The manual page for this winbind trusted domains only parameter says, “This parameter is designed to allow Samba servers that are members of a Samba controlled domain to use UNIX accounts distributed vi NIS, rsync, or LDAP as the UIDs for winbindd users in the hosts primary domain. Therefore, the user SAMBA\user1 would be mapped to the account user1 in /etc/passwd instead of allocating a new UID for him or her.” This would clearly suggest that you are trying to use this parameter inappropriately.

A far better solution would be to use the valid users by specifying precisely the Domain users and groups that should be permitted access to the shares. You could, for example, set the following parameters:

[demoshare]
	path = /export/demodata
	valid users = @"Domain Users", @"OTHERDOMAIN\Domain Users"

What are the benefits of using LDAP for my Domain Member servers?

The key benefit of using LDAP is that the UID of all users and the GID of all groups are globally consistent on Domain Controllers as well as on Domain Member servers. This means that it is possible to copy/replicate files across servers without loss of identity.

When use is made of account Identity resolution via winbind, even when an IDMAP backend is stored in LDAP, the UID/GID on Domain Member servers is consistent, but differs from the ID that the user/group has on Domain Controllers. The winbind allocated UID/GID that is stored in LDAP (or locally) will be in the numeric range specified in the idmap uid/gid in the smb.conf file. On Domain Controllers, the UID/GID is that of the Posix value assigned in the LDAP directory as part of the Posix account information.

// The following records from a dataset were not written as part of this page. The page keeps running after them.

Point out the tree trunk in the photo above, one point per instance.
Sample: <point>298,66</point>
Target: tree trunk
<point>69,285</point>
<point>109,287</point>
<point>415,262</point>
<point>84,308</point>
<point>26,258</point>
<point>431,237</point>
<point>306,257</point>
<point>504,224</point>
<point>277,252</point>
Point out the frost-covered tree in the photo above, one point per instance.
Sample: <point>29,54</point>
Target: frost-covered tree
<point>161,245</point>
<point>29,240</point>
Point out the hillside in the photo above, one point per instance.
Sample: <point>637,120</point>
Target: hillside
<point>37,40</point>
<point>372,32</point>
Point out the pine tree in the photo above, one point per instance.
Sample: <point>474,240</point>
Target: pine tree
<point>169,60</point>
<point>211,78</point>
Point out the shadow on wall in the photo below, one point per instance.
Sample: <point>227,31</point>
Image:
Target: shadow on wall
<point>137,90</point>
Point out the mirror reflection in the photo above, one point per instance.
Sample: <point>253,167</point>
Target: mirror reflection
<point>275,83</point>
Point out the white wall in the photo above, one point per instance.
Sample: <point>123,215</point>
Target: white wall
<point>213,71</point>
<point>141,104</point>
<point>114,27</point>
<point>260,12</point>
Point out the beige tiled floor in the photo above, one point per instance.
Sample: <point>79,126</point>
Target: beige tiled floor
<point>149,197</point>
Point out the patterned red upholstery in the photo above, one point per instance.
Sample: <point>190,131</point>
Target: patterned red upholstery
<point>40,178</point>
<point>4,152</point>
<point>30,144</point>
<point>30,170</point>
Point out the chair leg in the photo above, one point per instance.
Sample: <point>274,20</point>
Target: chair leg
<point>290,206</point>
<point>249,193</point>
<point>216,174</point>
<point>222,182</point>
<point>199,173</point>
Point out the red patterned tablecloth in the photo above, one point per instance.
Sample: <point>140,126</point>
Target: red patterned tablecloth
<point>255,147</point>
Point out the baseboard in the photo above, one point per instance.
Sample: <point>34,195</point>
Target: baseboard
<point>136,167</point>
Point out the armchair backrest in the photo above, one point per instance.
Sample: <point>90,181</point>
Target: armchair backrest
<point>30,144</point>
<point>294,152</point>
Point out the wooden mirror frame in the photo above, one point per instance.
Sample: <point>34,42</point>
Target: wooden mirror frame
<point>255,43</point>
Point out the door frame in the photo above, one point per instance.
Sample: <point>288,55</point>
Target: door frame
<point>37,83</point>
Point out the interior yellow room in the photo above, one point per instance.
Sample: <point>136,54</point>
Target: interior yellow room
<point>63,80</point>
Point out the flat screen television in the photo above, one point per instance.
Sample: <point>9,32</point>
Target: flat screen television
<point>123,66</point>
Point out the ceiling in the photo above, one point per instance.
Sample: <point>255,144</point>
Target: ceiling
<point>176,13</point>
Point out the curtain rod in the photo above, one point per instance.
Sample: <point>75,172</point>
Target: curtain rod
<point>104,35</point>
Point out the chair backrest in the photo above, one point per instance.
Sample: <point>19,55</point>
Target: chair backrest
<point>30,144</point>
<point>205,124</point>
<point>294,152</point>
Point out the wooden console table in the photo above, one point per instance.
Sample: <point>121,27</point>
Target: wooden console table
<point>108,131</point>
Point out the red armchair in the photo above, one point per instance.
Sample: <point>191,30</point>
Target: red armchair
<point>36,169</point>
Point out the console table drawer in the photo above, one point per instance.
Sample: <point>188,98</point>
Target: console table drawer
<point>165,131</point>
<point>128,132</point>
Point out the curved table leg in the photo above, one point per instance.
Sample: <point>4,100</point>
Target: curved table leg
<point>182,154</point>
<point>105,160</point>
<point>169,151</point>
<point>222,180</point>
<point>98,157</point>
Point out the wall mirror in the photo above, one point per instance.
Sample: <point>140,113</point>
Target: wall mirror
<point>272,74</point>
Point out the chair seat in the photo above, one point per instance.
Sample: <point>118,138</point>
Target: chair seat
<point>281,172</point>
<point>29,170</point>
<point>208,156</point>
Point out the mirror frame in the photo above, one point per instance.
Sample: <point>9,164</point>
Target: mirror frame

Is proper DNS operation necessary for Samba-3 plus LDAP? If so, what must I put into my DNS configuration?

Samba depends on correctly functioning resolution of host names to their IP address. Samba makes no direct DNS lookup calls, but rather redirects all name to address calls via the getXXXbyXXX() function calls. The configuration of the hosts entry in the NSS /etc/nsswitch.conf file determines how the underlying resolution process is implemented. If the hosts entry in your NSS control file says:

hosts: files dns wins

This means that a host name lookup first tries the /etc/hosts. If this fails to resolve, it attempts a DNS lookup and if that fails, it tries a WINS lookup.

The addition of the WINS-based name lookup makes sense only if NetBIOS over TCP/IP has been enabled on all Windows clients. Where NetBIOS over TCP/IP has been disabled, DNS is the preferred name resolution technology. This usually makes most sense when Samba is a client of an Active Directory Domain, where NetBIOS use has been disabled. In this case, the Windows 200x auto-registers all locator records it needs with its own DNS server/s.

Our Windows 2003 Server Active Directory Domain runs with NetBIOS disabled. Can we use Samba-3 with that configuration?

Yes.

When I tried to execute “net ads join”, I got no output. It did not work, so I think that it failed. I then executed “net rpc join” and that worked fine. That is okay, isn't it?

No. This is not okay. It means that your Samba-3 client has joined the ADS Domain as a Windows NT4 client, and Samba-3 will not be using Kerberos-based authentication.